On a somber day, the whole town will come out to see the original boardwalk come down, saving chunks of wood they will cherish and transform into art. They’ll come out again on a better day to launch the rebuild of the boardwalk, bringing their kids, crying with joy and pride as the flags are raised and the ribbons cut. LBNY’s most famous native son, Billy Crystal, together with his friends Muhammad Ali, Steve Martin, Robert De Niro and Robin Williams will raise over a million dollars for our City. Crystal will also appear on TV, in ads inviting tourists to return. Joan Jett, rock star-surfer turned longtime Long Beach resident will be there too, inspiring and uplifting us in every way. The outpouring of goodness and generosity will be as relentless as the waters that almost washed us away. Someone will paint a welcoming sign for the returnees, “Strong Beach.” And I imagine it’s the same all over the coastline.

By April I will return home, my car will be replaced, and my health will be restored. My gardens too, will be replenished. Everything will come back except for the boxwoods. In July, I’ll accept the full time academic position of my dreams at the uniquely innovative Empire State College of the State University of New York. I’ll get to teach Community and Human Services and begin to develop courses in coastal community studies—an emerging concentration for a changing social landscape.

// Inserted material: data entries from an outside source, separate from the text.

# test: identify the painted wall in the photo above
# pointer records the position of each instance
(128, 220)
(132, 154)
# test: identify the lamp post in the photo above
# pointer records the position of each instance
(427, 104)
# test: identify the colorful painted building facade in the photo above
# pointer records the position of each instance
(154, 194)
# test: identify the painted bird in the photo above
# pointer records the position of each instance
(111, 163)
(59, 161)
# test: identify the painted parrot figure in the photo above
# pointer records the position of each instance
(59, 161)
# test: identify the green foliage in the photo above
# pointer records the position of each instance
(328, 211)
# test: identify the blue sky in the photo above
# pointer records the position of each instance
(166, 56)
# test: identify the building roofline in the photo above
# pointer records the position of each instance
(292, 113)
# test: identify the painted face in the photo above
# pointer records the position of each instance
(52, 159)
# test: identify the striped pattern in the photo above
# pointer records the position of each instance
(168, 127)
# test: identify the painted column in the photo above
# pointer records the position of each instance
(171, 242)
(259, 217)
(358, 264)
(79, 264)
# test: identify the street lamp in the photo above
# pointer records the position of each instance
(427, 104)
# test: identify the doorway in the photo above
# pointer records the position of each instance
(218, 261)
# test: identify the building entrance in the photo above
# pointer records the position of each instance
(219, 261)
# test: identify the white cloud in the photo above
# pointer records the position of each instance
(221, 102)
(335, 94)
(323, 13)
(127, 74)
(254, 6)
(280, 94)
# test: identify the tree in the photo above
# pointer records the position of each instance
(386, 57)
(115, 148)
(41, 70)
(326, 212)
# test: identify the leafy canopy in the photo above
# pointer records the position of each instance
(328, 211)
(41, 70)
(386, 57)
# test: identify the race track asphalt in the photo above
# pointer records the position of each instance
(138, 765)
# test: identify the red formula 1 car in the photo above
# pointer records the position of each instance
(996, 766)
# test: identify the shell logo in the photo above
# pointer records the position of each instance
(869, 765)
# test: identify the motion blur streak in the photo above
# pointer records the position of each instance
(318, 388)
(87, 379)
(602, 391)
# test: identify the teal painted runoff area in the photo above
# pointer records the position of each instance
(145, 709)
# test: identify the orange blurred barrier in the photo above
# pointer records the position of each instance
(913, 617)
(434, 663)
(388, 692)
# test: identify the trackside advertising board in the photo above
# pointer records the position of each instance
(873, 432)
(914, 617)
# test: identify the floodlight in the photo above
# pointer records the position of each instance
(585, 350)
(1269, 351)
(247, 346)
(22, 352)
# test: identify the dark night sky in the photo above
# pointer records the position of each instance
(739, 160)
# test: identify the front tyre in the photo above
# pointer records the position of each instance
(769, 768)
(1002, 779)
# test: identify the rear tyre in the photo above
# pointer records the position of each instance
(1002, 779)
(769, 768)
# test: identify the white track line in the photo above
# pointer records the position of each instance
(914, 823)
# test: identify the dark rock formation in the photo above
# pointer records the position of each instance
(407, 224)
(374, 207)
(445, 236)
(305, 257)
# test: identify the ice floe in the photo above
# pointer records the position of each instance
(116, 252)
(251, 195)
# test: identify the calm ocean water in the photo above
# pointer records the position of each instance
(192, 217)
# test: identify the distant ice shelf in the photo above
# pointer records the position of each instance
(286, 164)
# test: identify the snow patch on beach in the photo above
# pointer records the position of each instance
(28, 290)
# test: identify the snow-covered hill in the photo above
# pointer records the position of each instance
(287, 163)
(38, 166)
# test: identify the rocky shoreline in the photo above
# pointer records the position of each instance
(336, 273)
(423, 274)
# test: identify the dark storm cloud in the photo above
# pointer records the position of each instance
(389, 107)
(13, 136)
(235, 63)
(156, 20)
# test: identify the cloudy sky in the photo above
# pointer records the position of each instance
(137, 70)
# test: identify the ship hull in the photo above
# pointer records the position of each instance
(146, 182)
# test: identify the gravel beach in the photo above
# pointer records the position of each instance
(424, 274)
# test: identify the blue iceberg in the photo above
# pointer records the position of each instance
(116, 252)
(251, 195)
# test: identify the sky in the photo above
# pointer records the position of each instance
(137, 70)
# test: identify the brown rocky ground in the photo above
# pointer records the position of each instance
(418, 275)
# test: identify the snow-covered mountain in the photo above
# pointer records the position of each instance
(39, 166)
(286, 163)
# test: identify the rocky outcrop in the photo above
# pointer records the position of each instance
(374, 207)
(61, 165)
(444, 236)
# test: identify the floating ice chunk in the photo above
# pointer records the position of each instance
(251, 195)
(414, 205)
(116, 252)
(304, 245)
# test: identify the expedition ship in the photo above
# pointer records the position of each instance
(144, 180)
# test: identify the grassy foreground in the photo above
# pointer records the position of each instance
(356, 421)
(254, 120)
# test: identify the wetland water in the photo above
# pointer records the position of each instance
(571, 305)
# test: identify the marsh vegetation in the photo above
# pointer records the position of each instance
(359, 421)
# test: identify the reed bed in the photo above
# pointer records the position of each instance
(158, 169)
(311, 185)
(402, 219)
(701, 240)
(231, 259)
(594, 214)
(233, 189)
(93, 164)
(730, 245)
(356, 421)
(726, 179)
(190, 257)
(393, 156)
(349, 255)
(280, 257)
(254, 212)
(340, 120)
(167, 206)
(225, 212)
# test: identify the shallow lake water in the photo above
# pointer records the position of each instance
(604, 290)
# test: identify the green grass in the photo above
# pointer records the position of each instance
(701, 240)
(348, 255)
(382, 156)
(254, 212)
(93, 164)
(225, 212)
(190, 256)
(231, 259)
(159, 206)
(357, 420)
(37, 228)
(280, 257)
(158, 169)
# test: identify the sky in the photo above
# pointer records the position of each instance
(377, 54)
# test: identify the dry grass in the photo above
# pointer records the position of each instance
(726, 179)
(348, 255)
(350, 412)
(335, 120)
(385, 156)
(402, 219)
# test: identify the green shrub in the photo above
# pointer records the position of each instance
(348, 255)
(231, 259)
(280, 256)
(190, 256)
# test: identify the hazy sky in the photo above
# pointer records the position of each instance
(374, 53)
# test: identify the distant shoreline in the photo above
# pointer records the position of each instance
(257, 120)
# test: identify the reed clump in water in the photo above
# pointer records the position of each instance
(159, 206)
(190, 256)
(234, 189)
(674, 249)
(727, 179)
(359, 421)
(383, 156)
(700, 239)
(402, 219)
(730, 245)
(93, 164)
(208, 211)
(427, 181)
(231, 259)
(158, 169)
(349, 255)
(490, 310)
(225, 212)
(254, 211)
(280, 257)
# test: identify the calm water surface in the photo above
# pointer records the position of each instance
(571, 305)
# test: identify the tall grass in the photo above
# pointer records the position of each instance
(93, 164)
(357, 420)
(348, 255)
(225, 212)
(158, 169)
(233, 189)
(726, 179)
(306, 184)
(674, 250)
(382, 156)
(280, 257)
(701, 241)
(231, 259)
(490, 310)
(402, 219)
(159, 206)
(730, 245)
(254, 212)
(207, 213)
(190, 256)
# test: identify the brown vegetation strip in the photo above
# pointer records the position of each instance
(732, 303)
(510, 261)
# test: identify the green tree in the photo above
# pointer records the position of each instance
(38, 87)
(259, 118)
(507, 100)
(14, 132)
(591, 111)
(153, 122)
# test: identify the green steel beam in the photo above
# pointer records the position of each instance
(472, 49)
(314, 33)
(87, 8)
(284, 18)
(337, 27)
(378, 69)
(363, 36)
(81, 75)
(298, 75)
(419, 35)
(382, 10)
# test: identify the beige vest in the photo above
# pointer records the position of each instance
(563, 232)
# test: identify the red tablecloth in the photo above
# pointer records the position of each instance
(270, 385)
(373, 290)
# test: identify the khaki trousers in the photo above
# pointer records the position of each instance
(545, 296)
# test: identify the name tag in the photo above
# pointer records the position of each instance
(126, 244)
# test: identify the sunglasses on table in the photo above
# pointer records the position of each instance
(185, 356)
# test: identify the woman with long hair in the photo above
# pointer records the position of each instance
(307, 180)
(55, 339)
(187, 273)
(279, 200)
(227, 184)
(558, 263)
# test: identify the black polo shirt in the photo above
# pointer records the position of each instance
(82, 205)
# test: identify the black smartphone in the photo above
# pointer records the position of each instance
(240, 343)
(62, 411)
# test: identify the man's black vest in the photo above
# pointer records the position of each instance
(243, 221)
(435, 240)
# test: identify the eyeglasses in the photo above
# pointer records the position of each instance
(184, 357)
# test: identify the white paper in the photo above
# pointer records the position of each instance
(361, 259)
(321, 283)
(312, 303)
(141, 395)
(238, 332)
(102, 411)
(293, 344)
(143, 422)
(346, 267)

At dusk, on the one year anniversary of Sandy, the people of Long Beach will gather together at Kennedy Plaza. There will be a moment of silence and a lighting of floating lanterns. We’ll stand strong for all the ones who haven’t made it back and give thanks for the ones who have. With the last board installed and inscribed, our boardwalk will be rebuilt and I’ll be ready to roll on my 1947 JC Higgins vintage cruiser. We’ll keep fighting, dreaming of the day we’re made whole again, watching, waiting for our City by the Sea to return. Our Atlantis, rising up from the ocean, as pretty as she ever was.

 

Dedicated to the beloved memory of Rev. James Jeffrey.